I would take the advice of those who are suggesting a "hybrid". Edge banding cabinets can be a pain, and spotty quality with out the proper equipment. There are several router bit sets out there that would allow you to quickly edge band the parts in solid. We build with stretchers front and rear, and a 3/4 by 7 1/2" nailer below the rear st. and 1/4 inch back. Parts are staple and screwed, with the backs glue and staple (no dado) FYI. It is the face of the cabinet that gets the look right, show you can fully hybrid and mount doors on euro hinges, overlaying a ff'ed cab. Just know that your ff cannot be wider than 1 1/2" to achieve the 1/8" gaps on doors and df. Any how.

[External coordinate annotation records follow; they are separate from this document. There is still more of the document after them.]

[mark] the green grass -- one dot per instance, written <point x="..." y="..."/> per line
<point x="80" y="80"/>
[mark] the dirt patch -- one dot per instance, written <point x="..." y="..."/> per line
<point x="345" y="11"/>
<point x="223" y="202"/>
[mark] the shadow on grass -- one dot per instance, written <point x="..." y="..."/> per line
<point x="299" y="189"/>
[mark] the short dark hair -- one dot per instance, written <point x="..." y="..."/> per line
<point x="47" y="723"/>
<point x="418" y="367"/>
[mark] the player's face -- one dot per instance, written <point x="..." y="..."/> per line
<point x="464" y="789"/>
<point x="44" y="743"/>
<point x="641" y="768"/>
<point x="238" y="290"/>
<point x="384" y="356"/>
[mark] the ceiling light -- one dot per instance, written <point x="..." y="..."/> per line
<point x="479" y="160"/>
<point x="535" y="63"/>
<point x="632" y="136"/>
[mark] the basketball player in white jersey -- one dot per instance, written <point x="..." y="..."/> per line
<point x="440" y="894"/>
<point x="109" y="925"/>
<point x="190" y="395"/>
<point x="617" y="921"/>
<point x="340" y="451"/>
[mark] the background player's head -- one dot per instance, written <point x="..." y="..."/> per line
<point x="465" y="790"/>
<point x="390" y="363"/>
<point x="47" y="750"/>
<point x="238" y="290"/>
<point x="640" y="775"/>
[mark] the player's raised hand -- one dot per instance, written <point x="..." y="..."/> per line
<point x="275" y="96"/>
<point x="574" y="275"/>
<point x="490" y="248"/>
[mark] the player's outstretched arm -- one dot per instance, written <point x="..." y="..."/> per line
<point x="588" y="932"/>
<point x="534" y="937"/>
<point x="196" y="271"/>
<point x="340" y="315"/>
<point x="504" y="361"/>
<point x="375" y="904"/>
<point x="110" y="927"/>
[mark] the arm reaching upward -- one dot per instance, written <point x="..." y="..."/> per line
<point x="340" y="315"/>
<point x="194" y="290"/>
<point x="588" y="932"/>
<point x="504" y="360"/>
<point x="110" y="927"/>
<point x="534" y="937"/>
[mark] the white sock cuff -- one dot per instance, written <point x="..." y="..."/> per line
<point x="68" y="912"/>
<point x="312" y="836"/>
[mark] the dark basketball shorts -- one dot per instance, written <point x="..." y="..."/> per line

Looks like you have some good threads to follow.


----------



## exterminate (Nov 6, 2012)

Thanks everyone for your input.

This is definately not a full time gig for me. Just helping out people I know when I can.

I like the idea of the hybrid, and I was originally thinking that route, but couldn't find faceframe mounted full overlay hinges. The largest I found was 1.25". I guess that would work, and I can just make the frames around 1 3/8" to provide the 1/8" gap, instead of the 1.5 I've used in the past.

Thanks again everyone! Have a great day!


----------



## Loren (May 30, 2008)

The preferred method is dowels or confirmats. Dowels
are usually done with a case clamp to assure
squareness.

Get Paul Levine's book "Cabinets and Built-ins".

He developed a workable method for building in the
frameless style without the special tooling.

Ply that doesn't stay pretty flat will hurt you in
doing frameless. If any of the cabinet panels
are "potato chipping" it will make squaring the
cabinet trickier. The fronts must be very square
to do inset doors. The back is nailed, glued, 
or screwed on with the front is clamped square.


----------



## renners (Apr 9, 2010)

You are over thinking the build. Cut to size, screw together. Use the adjustable feet for ease of fitting, euro hinges, add an end panel and a kicker, done.


----------